2Qs - Average Frictional Force & Velocity

[glasgowm]

I'm doing revision work from the beginning of the year and I can't find the formulas for these two questions. -

1) Calculate the velocity of the pellet before it strikes the putty


2) Calculate the average frictional force it takes for the car to come to rest if its traveling at 15ms and comes to a rest after 20m.

[Hootenanny]

It would be useful if you could quote the complete question(s) along with your attempts. Often one can find a formula for a particular situation by applying previous knowledge.

[glasgowm]

2) Two cars, travelling in the same direction, skid on a patch of smooth, level ice Car A, of mass 1400kg skids straight into the back of Car B of mass 1000kg.
The two cars join.
immediatly before the impact car B was moving with a speed of 8ms
Immediatly after the impact, both cars are moving with a speed of 15ms

I got the speed of car A before the impact to be 20ms using m1u1 + m2u2 = (m1m2)V

after a collision the cars leave the patch of ice and continue skidding along the road, the come to a rest in a distance of 20m after leaving the ice
Calculate the average frictional force

[Hootenanny]

2) Two cars, travelling in the same direction, skid on a patch of smooth, level ice Car A, of mass 1400kg skids straight into the back of Car B of mass 1000kg.
The two cars join.
immediatly before the impact car B was moving with a speed of 8ms
Immediatly after the impact, both cars are moving with a speed of 15ms

I got the speed of car A before the impact to be 20ms using m1u1 + m2u2 = (m1m2)V

Looks good to me.

after a collision the cars leave the patch of ice and continue skidding along the road, the come to a rest in a distance of 20m after leaving the ice
Calculate the average frictional force
HINT:Think about conservation of energy.

[Office_Shredder]

F=ma.

Since you know the mass, you're really looking for the average acceleration (decelleration in this case).

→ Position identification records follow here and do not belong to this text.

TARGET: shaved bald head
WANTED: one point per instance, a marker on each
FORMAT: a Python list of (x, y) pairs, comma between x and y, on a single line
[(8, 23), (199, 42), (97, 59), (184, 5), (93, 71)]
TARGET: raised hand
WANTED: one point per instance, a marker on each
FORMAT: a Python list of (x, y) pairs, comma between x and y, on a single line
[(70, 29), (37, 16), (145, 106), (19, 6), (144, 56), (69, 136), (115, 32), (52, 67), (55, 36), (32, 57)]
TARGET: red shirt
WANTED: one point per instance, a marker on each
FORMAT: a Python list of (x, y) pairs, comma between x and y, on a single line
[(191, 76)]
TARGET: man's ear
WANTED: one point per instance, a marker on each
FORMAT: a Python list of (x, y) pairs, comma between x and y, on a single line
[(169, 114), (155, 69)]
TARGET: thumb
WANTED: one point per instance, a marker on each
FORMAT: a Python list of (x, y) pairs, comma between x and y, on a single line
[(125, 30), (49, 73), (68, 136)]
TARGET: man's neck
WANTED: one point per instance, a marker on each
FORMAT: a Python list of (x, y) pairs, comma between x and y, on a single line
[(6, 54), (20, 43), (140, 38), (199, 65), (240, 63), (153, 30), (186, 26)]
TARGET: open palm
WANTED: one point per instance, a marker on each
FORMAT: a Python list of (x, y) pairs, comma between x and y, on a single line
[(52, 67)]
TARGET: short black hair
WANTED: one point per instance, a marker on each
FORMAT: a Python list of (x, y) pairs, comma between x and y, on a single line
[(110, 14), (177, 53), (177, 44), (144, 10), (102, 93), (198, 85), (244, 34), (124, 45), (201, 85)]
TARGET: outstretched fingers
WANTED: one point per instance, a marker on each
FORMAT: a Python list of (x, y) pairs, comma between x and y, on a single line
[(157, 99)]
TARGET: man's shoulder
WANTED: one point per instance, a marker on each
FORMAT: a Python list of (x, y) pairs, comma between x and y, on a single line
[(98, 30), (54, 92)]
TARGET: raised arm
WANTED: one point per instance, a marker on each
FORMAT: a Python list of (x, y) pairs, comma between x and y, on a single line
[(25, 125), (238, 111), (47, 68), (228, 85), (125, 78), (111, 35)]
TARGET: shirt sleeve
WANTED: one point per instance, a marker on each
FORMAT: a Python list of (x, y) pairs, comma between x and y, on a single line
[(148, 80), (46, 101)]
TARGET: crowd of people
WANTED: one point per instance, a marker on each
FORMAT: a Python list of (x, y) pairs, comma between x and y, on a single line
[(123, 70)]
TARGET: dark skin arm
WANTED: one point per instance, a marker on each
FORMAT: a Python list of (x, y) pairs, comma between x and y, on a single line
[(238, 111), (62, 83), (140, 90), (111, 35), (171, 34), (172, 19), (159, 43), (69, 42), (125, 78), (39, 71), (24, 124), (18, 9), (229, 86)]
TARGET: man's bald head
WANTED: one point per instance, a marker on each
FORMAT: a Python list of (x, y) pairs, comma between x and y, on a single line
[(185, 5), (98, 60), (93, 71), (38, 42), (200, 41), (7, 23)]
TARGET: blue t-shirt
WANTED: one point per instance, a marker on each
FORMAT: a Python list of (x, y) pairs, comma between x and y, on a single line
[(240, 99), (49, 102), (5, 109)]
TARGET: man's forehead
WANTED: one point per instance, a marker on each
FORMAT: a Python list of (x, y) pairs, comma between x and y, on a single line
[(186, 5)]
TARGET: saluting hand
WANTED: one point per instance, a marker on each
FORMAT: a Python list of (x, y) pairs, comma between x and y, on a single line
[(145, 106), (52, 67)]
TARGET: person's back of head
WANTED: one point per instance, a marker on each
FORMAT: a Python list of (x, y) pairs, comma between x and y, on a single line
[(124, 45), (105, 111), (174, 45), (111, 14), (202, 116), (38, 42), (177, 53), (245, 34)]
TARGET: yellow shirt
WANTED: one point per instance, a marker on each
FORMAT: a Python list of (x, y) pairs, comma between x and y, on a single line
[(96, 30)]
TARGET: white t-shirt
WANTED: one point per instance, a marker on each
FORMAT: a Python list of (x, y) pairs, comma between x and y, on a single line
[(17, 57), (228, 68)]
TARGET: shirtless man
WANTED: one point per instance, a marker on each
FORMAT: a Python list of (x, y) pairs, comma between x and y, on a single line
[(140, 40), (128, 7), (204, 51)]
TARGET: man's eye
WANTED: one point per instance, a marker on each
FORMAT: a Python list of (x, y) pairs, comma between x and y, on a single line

So what you need is an equation that, given distance, initial and final velocity, gives you acceleration.

[glasgowm]

uhh

A = v-u / t is the only one I can think of but that doesnt involve distance?

Here's what I done.

---
distance / speed
20 / 15
1.3333s = t
a = -15ms
F = ma
= 2400 * 15
= 36000N

[Office_Shredder]

uhh

A = v-u / t is the only one I can think of but that doesnt involve distance?

Have you ever seen the formula
D = (V2 - V02) / 2a

[Hootenanny]

Alternatively, one could consider the kinetic energy of the cars after collision and equate this with the work done by the average frictional force. Both methods are valid.